David hitched a shoulder, feeling increasingly uneasy with tonight’s conversation. He preferred it when she asked him about the mechanics of the job. Questions about his own thoughts and feelings required him to actually think about his own thoughts and feelings, and he generally preferred to leave those locked away in a dark corner. “It’s all part of the job.”
“Part of a crappy job,” Sarah shot back, a mild trace of sympathy in her voice. “I still don’t understand the need for what you do in the first place.”
“Consider it a design flaw.” David caught her gaze and felt a hot rush of awareness, one that was becoming all too familiar and not entirely unwelcome. “My guess is whoever created all this failed to take the dark side of humanity into consideration.”
She sat quiet for a moment, mulling over his answer. “I guess that would explain things,” she finally said, although she sounded unconvinced. Knowing Sarah, she’d be chewing on that one all night, picking at it from every angle until she’d exhausted herself with the possibilities.
Finished with his meal, David loaded their plates and glasses into the dishwasher. He felt edgy, off balance, uncomfortable in his own skin. The apartment suddenly felt too small, too warm, too charged with restless energy in search of an outlet.
Needing space, he crossed the room, standing by the front window. Nightfall had descended, blanketing the city under a cover of darkness. The streetlight on the corner was burned out again, leaving the parking lot pitch black, the only light coming from the occasional pair of passing headlights.

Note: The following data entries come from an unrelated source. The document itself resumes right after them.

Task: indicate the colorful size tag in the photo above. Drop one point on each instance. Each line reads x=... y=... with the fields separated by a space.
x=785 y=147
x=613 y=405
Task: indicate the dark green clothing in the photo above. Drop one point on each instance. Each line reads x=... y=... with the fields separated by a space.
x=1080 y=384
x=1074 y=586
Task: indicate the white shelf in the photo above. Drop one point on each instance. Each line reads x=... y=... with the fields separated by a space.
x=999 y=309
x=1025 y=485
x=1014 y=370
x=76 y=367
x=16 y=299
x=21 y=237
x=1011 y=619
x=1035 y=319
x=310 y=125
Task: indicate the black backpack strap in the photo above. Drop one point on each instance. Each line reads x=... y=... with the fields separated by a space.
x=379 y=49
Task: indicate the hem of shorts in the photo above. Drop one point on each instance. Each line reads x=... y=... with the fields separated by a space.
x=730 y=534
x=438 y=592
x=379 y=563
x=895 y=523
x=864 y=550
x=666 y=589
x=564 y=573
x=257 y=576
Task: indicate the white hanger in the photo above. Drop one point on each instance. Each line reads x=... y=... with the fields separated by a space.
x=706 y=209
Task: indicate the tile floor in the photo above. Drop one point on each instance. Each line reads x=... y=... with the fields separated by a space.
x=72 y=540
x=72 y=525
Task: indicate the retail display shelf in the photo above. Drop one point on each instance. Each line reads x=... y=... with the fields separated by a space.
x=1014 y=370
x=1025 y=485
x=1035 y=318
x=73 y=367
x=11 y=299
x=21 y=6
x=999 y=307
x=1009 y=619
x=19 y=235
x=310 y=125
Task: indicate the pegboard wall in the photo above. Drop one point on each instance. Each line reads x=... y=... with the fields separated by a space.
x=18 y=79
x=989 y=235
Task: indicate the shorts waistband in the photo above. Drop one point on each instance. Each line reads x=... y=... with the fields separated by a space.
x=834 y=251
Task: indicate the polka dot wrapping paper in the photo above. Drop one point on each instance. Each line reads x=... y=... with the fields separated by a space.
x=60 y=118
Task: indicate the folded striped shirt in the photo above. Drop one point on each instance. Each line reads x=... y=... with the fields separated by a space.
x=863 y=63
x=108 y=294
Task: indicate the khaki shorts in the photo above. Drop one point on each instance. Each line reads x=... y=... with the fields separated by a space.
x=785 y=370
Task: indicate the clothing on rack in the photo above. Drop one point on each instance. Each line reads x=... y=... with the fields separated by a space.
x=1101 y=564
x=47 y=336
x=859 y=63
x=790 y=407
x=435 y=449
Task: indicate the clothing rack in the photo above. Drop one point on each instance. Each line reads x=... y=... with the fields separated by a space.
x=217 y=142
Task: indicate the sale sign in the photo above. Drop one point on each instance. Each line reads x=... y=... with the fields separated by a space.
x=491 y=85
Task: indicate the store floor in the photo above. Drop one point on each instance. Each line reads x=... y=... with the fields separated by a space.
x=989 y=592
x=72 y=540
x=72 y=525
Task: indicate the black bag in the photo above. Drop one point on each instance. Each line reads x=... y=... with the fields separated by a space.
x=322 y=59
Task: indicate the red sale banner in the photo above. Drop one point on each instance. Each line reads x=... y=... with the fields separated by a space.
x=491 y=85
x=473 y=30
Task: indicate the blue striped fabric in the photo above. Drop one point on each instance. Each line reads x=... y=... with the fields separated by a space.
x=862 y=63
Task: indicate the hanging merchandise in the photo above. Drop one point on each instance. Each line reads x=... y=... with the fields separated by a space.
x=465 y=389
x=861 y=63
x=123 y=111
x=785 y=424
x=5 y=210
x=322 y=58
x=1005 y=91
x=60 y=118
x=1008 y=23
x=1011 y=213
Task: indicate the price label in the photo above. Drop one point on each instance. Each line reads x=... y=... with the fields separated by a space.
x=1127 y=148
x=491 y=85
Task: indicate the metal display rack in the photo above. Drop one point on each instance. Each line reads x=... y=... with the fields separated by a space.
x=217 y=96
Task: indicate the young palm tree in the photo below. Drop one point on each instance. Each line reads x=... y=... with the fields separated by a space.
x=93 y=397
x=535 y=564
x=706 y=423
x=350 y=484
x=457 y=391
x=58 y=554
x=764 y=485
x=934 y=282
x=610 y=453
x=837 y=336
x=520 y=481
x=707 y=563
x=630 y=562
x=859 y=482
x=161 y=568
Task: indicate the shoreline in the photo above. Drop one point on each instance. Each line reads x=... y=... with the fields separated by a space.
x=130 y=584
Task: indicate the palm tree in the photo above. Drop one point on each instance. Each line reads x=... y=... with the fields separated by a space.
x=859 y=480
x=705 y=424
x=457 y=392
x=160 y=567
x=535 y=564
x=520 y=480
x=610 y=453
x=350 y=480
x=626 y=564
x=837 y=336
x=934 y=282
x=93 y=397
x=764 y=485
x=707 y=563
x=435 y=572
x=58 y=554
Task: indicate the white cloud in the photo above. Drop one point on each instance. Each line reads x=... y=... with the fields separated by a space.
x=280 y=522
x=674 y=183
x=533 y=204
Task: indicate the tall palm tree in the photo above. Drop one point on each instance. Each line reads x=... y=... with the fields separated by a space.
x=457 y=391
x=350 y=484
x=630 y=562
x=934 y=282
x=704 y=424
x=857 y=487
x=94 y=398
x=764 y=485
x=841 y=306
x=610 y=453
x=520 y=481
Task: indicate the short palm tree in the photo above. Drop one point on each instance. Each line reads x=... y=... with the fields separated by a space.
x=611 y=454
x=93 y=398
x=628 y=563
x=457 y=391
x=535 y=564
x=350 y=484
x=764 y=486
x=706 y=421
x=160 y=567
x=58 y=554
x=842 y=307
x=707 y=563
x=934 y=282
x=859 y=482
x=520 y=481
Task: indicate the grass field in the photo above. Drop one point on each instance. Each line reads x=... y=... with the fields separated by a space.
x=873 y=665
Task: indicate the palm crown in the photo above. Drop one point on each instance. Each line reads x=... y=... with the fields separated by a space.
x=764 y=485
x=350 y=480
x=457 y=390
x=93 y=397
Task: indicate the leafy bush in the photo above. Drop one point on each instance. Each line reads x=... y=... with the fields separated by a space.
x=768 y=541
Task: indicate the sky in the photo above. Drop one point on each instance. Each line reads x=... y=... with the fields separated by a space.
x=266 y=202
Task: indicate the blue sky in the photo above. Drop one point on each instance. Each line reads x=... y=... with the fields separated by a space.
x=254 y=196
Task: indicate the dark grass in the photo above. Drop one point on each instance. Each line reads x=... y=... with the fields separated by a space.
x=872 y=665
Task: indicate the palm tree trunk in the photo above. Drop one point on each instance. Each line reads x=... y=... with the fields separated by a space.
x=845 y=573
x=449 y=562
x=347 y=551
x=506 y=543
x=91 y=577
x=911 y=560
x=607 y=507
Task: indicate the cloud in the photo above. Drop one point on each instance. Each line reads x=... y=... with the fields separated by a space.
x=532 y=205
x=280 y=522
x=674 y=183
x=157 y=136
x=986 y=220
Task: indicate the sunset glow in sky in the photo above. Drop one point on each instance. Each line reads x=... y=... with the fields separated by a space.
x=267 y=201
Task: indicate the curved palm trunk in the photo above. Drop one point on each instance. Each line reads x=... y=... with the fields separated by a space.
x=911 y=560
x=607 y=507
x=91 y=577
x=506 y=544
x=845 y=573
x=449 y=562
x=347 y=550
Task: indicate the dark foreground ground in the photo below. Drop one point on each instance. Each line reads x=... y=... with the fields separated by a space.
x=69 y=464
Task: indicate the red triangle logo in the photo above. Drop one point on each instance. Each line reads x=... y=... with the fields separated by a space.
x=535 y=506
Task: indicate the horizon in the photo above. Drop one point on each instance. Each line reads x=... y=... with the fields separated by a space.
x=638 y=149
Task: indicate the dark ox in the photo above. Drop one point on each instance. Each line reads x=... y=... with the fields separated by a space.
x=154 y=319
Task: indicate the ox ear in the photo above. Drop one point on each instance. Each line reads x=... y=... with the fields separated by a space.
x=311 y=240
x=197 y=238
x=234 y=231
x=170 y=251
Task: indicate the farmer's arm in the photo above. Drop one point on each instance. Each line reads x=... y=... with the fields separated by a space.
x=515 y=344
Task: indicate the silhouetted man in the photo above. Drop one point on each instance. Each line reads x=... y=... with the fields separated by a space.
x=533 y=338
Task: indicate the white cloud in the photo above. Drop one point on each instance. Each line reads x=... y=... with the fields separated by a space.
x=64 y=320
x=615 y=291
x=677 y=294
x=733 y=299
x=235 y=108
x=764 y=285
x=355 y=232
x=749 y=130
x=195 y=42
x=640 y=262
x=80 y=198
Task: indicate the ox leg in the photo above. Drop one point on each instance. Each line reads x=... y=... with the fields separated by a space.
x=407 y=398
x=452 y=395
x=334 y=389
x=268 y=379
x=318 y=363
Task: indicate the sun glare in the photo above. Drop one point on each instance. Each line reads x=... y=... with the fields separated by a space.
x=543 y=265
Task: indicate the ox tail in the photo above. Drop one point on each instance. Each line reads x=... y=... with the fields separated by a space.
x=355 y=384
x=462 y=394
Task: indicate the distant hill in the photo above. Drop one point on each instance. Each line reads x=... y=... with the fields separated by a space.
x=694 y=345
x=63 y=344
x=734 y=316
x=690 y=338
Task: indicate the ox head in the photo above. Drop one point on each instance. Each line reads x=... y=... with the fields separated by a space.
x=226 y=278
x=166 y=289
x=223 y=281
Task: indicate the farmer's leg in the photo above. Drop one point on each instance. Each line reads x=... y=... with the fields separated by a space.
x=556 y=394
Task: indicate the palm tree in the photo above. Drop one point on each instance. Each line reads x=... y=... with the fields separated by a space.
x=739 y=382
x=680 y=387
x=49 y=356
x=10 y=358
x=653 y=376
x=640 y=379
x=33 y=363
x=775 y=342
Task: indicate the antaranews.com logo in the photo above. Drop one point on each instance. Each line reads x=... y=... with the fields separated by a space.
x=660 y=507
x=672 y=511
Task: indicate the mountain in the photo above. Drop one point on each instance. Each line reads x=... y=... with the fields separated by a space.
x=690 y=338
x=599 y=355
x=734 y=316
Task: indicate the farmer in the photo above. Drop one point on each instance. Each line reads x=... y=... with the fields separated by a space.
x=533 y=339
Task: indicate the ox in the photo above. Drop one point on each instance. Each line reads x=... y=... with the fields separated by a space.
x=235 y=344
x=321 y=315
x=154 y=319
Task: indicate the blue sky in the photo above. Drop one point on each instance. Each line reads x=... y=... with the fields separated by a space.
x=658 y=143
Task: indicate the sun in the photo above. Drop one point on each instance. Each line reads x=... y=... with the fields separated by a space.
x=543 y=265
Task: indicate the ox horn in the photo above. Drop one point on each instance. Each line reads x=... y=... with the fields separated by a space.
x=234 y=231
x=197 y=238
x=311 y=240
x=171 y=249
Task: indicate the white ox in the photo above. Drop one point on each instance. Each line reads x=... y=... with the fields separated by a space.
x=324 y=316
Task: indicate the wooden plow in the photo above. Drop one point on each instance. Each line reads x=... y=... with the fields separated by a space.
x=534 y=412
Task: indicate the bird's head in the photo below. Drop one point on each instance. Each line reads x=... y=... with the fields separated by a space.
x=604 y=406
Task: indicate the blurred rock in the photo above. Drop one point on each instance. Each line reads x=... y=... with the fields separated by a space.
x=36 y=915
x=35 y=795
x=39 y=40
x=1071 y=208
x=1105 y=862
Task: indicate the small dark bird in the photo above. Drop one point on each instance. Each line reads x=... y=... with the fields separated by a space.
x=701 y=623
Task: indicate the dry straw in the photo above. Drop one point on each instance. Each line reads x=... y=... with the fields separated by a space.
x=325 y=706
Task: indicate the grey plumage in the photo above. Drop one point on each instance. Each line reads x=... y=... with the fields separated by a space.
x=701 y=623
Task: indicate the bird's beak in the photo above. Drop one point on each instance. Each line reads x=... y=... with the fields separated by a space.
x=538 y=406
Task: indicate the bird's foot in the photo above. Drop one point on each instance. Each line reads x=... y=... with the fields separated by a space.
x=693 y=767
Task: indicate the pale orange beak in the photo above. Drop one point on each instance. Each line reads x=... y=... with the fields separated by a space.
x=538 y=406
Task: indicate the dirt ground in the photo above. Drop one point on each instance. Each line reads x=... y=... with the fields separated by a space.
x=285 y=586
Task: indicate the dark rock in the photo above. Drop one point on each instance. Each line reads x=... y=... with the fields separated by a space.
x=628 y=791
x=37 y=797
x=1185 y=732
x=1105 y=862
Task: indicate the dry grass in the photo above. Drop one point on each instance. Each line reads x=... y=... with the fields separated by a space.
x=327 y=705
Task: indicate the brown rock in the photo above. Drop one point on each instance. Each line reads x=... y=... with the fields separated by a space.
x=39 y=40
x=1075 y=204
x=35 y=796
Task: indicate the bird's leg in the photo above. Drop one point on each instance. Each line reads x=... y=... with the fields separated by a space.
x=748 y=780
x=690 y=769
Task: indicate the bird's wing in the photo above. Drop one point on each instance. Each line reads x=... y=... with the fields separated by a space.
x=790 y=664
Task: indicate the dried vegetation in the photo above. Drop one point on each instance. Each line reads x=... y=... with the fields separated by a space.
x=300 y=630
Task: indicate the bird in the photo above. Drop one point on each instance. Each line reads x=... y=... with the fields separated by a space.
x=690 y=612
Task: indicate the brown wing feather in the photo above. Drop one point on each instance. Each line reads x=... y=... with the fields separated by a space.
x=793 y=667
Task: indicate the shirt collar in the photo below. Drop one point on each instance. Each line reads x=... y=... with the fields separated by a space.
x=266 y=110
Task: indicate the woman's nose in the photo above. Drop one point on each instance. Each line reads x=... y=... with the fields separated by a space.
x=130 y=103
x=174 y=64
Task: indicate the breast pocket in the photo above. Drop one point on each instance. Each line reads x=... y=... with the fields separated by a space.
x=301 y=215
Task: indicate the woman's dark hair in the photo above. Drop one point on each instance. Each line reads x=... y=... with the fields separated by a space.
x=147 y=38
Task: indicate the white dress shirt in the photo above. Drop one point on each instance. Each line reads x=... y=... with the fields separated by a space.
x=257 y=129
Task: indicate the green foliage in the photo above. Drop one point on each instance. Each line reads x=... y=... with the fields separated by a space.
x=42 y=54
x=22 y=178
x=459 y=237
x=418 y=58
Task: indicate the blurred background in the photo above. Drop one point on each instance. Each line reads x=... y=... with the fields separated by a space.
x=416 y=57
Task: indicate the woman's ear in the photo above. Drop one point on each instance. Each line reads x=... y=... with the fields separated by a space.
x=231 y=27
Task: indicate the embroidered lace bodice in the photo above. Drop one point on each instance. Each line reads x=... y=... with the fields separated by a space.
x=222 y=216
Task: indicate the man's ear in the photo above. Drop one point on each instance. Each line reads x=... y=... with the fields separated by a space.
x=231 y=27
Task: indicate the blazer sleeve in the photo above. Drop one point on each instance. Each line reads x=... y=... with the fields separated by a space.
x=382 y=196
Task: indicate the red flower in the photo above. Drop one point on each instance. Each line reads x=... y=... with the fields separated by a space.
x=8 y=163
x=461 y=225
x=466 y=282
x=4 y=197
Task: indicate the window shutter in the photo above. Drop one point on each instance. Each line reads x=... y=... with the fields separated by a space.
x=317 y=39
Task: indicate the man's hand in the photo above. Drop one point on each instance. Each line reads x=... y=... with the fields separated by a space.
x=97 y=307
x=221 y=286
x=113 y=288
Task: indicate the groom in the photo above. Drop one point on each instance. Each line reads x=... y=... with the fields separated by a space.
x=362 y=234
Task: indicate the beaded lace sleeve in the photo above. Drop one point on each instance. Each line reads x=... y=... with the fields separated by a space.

He caught her reflection in the glass then, approaching from behind, her expression carefully guarded. As she drew closer she reached out, resting a hand on his shoulder. Her touch was light, tentative, a simple gesture of compassion that left him yearning for far more than he ever dreamed possible.
“I’m sorry.” Her voice sounded so soft it was almost a whisper. “I didn’t mean to make you uncomfortable.”
“I’m not—” He stopped, remembering his promise to be honest. “Okay, so I’m a little uncomfortable.” Determined to keep his emotions in check, he kept his focus on the darkness outside.
“Nothing wrong with that.” Her hand moved slowly across his back, comforting circles that managed to put his mind at ease while setting every nerve on fire. “If I wasn’t here, how would you deal with it?”